Below is the HEDIS template. Contemporaneous with a patient encounter and care, automatically, in the back ground, data will be being collected on HEDIS measures. Some measures require brief input by the physician, for instance when a patient is treated for Acute Bronchitis, the provider will simply click on the HEDIS button and note that antibiotics were or were not used. When the patient is treated initially for back pain, the provider will note on the HEDIS template that this encounter involved new-onset back pain and that imagining studies were or were not ordered
The buttons at the top the HEDIS template (see below) are blue in the EMR and they are navigational buttons which will automatically take a provider that part of the HEDIS. If this patient were a female, there would be a blue button entitled Gender Specific Female which would take you to the section for Mammogram, Pap, Pelvic and Bone Density. At the end of the year, aggregation of the HEDIS measures on the physician’s part be just a matter of aggregating structured data which will take a few minutes.

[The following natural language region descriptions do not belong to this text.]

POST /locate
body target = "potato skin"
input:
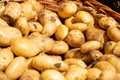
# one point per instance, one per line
(30, 74)
(48, 75)
(6, 57)
(24, 47)
(16, 68)
(7, 34)
(75, 38)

While this may seem daunting, it is being used successfully in the normal workflow of our practice. The workflow issues have been worked out, particularly in that almost all of the data is automatically collected incident to patient care. We expect SETMA’s HEDIS scores for 2009 to be outstanding.
SETMA believes that this innovation will provide an excellent foundation fo :
- Fulfilling standards of care in patient care
- Employing evidenced-based medicine in that care
- Engaging patients in taking responsibility for their own care.